Practice makes perfect when it comes to picking out healthy foods at the grocery store. Your first step is understanding how to read Nutrition Labels — the good, the bad and the ugly.
Choose foods with plenty of protein, polyunsaturated fat, monounsaturated fat, potassium, fiber and vitamins.
Look for low (less than 10 percent) calories, calories from saturated fat, total fat, cholesterol, sodium and sugar.
Avoid foods with trans fats or partially hydrogenated oils. Trans fats have been linked to heart disease and many chronic illnesses.
Sugar should be limited. In some cases, artificial sweeteners are used to replace added sugars and some even find that they can reduce intake of sugar using them. Try buying plain and unflavored products and add the flavor yourself, e.g., start with plain oatmeal and add a few nuts and berries for a healthy breakfast.
Pay close attention to serving size and servings per container and remember that the nutrition data on the label is based on one serving.
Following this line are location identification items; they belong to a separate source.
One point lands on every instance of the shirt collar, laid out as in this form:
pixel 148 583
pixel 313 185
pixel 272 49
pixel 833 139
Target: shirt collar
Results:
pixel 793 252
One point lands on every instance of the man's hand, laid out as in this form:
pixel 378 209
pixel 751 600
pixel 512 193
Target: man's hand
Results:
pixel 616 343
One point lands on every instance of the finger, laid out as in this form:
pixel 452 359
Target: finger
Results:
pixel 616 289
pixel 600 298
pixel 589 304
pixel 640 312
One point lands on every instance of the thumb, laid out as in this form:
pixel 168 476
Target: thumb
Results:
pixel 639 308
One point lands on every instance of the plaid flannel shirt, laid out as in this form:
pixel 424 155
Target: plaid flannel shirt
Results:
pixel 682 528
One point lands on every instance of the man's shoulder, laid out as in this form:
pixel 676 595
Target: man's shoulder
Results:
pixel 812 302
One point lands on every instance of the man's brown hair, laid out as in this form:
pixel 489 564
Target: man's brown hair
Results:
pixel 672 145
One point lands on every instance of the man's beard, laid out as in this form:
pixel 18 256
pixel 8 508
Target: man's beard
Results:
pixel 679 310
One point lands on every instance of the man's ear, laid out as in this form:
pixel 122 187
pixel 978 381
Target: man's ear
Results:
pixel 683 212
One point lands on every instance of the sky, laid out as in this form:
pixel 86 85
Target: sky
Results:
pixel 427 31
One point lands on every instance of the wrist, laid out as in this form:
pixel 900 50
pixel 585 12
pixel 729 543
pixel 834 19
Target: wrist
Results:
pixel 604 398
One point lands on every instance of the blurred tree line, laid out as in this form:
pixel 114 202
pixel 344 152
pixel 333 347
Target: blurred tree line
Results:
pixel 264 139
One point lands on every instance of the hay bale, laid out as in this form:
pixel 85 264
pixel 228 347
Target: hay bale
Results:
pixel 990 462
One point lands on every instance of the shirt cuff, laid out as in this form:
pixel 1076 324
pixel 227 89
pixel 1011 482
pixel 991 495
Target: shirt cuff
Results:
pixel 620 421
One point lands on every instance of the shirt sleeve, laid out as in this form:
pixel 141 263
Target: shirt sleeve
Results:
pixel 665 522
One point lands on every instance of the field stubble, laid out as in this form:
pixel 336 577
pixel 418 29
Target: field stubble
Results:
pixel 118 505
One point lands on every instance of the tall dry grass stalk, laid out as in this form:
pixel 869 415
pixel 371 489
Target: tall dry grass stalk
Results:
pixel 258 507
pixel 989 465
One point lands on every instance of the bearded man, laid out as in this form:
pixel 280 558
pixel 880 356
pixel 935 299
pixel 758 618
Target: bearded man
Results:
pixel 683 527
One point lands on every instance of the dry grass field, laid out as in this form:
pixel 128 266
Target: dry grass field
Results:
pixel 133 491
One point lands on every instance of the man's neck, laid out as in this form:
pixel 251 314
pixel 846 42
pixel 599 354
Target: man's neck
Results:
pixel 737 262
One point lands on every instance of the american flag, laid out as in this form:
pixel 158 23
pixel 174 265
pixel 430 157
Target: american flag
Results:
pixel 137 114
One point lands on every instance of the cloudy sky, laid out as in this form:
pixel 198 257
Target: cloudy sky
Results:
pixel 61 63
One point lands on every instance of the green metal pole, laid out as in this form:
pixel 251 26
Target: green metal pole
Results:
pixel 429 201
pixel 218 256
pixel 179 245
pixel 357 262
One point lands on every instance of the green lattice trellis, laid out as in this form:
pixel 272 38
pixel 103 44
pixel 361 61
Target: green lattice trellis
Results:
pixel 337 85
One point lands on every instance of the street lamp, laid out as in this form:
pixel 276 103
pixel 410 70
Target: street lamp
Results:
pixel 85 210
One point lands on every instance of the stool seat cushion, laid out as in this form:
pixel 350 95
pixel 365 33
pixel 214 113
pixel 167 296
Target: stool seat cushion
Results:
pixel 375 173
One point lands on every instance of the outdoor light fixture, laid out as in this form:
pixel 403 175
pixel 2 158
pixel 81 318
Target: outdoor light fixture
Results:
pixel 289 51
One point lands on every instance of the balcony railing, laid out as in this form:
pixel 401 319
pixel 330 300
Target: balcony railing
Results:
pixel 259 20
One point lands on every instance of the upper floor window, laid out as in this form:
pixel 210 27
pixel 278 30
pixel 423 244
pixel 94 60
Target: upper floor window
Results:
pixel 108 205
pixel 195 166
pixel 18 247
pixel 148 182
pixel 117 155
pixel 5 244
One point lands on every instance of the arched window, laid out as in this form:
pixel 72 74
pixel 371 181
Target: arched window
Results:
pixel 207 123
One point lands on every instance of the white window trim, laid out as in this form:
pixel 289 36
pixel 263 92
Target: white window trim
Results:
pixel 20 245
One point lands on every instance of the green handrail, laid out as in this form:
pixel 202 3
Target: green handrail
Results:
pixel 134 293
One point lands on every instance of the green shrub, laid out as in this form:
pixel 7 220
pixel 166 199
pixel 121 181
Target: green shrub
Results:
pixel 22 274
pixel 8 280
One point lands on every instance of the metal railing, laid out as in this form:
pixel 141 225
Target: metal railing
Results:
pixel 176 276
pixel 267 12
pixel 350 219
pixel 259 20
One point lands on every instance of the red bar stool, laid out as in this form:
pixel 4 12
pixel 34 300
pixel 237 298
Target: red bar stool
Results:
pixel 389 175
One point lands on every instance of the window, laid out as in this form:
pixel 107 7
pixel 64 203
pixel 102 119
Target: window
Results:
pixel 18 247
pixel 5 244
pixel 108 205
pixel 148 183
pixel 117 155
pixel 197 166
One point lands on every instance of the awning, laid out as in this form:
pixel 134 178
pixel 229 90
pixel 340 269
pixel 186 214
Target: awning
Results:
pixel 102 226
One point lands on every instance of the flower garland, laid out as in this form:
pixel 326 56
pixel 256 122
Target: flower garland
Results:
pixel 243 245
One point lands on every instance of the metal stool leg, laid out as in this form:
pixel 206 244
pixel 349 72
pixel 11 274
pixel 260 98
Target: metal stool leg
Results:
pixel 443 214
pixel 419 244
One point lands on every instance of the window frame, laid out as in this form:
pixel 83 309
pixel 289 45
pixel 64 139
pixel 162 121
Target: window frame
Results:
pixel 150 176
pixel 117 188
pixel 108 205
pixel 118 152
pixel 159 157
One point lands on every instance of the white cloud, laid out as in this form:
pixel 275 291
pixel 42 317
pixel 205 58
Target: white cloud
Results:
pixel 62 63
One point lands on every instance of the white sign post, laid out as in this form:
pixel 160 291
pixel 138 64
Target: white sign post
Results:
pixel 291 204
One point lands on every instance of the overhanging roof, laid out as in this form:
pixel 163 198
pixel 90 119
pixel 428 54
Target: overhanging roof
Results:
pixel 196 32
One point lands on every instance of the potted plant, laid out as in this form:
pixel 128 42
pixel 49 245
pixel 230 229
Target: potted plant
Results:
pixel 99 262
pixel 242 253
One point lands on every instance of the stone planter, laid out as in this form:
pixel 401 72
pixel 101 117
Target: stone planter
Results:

For example, if a candy bar has two servings, the nutrition information is for only half the bar! You need to double the numbers to understand how much fat and calories you’re getting from the whole bar.
Sodium can be hard to monitor, and if you’re eating frozen and canned foods, it’s probably adding up quickly. A low-sodium food has less than 140mg per serving. Too much sodium can raise your blood pressure. Salt keeps excess fluid in your body, which can add to the burden on the heart. Remember that nutrition labels also contain an ingredients list. Trust your instincts! If you don’t know what it is, it may not be good for you. Real food has real ingredients you can recognize. A good rule of thumb is to try and buy food with less than seven ingredients.